At press time, the second-largest cryptocurrency by market cap and the number one competitor to bitcoin is trading for roughly $272. This is about five dollars less than where it stood yesterday afternoon.
Ethereum recently attempted to jump beyond the $280 mark. Unfortunately, it failed to gather the momentum it needed to spike above $275 and is now working to gain traction against BTC and the U.S. dollar. Granted the buyers enter the fray once again and overpower the sellers, ETH could potentially move beyond the $285 mark.
Ethereum has fallen by roughly three percent over the last 24 hours. It presently has a market cap of just over $27 billion, and a daily trading volume of about $1.15 billion. Strong support has formed at $255.
Overall, Ethereum’s future is looking bearish, and downward trends are forming on the technical charts. Granted things slump quickly, we could see Ethereum testing new lows of $265 and $268 respectively. However, on the slight chance that the currency decides to ascend further, we could see it reach $282 or even $285 in the coming weeks.
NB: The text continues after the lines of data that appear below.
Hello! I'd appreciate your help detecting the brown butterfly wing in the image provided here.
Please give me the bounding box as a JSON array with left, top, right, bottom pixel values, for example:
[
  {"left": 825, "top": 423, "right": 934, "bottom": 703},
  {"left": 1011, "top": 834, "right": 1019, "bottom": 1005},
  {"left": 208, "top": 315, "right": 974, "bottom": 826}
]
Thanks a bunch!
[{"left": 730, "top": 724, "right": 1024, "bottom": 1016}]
There isn’t much to say about Ethereum that hasn’t already been said. The currency has struggled hard to compete with bitcoin, but in bearish markets, Ethereum isn’t quite able to hold its ground. Bitcoin, while still trapped in a bearish pattern, has at least shown signs of newfound strength and maturity. The currency remained relatively unresponsive to the news that the Securities and Exchange Commission (SEC) had rejected nine new bitcoin ETF proposals and hovered about the $6,400 range for several days.
From there, the father of crypto later expanded its price by $300 and jumped to $6,700. While bitcoin is now trading for $6,600 – about $100 less than where it was yesterday – that’s still a step above where it was last week. Ethereum, on the other hand, has been unable to fight its way back to the top.
Investors initially thought they hit the jackpot when the second-largest digital asset struck the $500-mark last July – right at a time when bitcoin was hitting $8,200. Ethereum was once again showing promise as a leading cryptocurrency, as it had jumped by over $100 in just a few days, and enthusiasts believed the bulls were taking hold of the financial reins after a long absence.
Unfortunately, the good news did not last. Ethereum later fell into the $300 range and has since lost nearly half the value it garnered from that fateful moment in July. Bitcoin itself dropped back into the $6,000 range just as quickly as it had left it, but while the currency has experienced small bursts in its price, Ethereum continues to undergo the worst struggle of its “professional career.”